In the example (Twitter),
The upload bandwidth is calculated as 12Gbps.
Estimate the bandwidth in Gbps (gigabits per second) by dividing the incoming and outgoing data by the number of seconds in a day.

This assumes that the traffic is uniformly distributed over 24 hrs, which is never the case in reality.
Shouldn’t we consider the peek-time tweets and calculate the bandwidth accordingly?
The same goes with server estimation as well.

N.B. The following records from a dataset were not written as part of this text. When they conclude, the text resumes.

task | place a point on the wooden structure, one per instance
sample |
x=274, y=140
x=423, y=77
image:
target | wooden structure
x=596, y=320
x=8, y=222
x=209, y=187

Course: Grokking Modern System Design Interview for Engineers & Managers - Learn Interactively
Lesson: Examples of Resource Estimation - Grokking Modern System Design Interview for Engineers & Managers

Hi Renjith,

Thank you for the feedback. We acknowledge and agree that your observation is correct regarding the bandwidth estimation example of Twitter. Please note that these are only ballpark estimations and cannot reflect the actual requirements for Twitter. If we want peak load, we can take some example numbers for that, but those will not be much better than the current average case, spread over the day. We need request and response distributions to do better. But at the design level we don’t need to go to that level of detail.

Regarding the server calculation he have the text: “We assume that there is a specific second in the day when all the requests of all the users arrive at the service simultaneously.” That means we have assumed that all the load will come in some specific second.